Let $X$ be a Riemann surface and $\pi:\mathbb{H}\rightarrow X$ a universal covering. Fix $x\in X$ and $\widetilde x\in \mathbb{H}$ such that $\pi(\widetilde x)=x$. For every loop $\gamma$ in $X$ with $\gamma(0)=\gamma(1)=x$ one can consider the lifting $\widetilde \gamma$ of $\gamma$ to $\mathbb{H}$ such that $\widetilde \gamma(0)=\widetilde x$ and one deduces that if two loops $\gamma_1$ and $\gamma_2$ based in $x$ are homotopic then $\widetilde{\gamma_1}(1)=\widetilde{\gamma_2}(1)$. In this way one defines the monodromy action $$\rho:\pi_1(X)\rightarrow Aut(F)$$ where $F:=\pi^{-1}(x)$, $\rho([\gamma]):=\widetilde\gamma(1)$.
Question: is this action faithful? In other words: given two loops $\gamma_1$ and $\gamma_2$ based in $x$, if $\widetilde{\gamma_1}(1)=\widetilde{\gamma_2}(1)$ can one deduce that $\gamma_1$ and $\gamma_2$ are homotopic? If the answer is "no" then what can one deduce from $\widetilde{\gamma_1}(1)=\widetilde{\gamma_2}(1)$?
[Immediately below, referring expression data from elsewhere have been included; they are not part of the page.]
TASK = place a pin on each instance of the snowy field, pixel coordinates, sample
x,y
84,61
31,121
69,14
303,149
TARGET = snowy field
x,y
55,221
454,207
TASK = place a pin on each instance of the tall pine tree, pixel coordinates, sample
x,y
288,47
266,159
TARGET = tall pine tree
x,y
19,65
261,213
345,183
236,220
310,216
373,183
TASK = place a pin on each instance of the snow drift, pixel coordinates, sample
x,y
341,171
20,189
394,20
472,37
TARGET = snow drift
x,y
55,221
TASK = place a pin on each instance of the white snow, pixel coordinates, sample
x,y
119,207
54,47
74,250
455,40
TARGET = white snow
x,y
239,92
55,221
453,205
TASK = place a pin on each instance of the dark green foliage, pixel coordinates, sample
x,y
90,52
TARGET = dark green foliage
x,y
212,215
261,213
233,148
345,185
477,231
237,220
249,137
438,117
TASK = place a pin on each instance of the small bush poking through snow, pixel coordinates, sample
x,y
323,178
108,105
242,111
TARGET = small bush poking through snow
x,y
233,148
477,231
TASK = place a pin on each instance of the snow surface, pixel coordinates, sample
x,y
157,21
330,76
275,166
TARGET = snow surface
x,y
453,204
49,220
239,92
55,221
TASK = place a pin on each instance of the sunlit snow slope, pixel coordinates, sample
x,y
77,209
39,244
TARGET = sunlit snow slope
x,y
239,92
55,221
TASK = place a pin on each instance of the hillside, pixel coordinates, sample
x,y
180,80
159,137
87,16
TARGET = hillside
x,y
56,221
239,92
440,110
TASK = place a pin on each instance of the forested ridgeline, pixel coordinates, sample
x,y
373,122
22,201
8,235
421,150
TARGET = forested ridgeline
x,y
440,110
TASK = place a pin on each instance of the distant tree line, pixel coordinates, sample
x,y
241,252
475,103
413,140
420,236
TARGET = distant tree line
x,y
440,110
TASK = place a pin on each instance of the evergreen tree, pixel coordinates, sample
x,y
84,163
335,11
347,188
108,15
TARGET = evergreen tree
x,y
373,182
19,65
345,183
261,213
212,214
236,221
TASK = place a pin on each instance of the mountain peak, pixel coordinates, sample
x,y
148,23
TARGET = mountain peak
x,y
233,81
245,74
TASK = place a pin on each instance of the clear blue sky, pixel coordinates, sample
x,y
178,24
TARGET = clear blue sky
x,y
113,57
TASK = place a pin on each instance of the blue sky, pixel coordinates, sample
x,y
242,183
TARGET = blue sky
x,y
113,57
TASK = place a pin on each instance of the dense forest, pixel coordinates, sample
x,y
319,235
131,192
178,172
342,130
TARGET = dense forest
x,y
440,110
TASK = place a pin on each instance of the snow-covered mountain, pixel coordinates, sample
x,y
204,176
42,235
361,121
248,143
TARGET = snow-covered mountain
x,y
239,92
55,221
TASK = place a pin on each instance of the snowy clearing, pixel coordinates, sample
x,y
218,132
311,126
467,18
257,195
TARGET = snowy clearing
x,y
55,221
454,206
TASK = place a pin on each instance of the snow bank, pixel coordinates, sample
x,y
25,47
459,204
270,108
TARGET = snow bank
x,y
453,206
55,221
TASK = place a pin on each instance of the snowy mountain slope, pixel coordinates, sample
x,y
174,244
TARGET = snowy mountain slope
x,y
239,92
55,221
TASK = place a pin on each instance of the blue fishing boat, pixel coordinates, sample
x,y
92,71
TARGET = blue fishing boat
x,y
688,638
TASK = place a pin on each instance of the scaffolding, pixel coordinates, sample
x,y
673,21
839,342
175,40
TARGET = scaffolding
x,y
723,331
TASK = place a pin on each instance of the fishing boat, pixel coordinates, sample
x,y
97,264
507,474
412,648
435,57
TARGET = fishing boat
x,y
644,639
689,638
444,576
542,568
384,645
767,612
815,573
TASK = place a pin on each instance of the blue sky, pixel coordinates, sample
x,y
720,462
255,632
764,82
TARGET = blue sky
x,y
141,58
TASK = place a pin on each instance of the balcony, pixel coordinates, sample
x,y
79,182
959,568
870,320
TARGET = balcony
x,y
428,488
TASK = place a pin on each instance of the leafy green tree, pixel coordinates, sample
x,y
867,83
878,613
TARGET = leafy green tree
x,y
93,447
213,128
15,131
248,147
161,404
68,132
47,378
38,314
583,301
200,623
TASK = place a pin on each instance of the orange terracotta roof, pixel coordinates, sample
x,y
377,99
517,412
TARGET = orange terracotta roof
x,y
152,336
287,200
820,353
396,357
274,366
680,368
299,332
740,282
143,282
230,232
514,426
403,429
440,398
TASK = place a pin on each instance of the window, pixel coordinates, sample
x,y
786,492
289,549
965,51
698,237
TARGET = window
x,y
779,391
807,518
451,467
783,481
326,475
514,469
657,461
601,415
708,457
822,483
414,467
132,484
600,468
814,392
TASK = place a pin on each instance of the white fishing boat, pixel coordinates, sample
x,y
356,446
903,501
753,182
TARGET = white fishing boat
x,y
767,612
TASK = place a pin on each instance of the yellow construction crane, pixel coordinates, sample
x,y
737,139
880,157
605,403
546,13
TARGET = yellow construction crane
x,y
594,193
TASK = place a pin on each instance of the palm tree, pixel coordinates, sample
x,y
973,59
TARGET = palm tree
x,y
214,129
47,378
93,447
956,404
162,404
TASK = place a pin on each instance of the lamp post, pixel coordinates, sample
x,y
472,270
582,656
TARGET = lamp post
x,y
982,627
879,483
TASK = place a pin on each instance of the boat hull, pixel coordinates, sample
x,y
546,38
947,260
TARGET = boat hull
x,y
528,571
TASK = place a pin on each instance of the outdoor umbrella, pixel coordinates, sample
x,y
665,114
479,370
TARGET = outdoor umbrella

The answer is yes. If $\widetilde{\gamma_1}(1) = \widetilde{\gamma_2}(1)$ then $\widetilde {\gamma_1}$ and $\widetilde {\gamma_2}$ are homotopic (because $\mathbb H$ is simply connected). And you can "push" the homotopy with $\pi$.
The action is free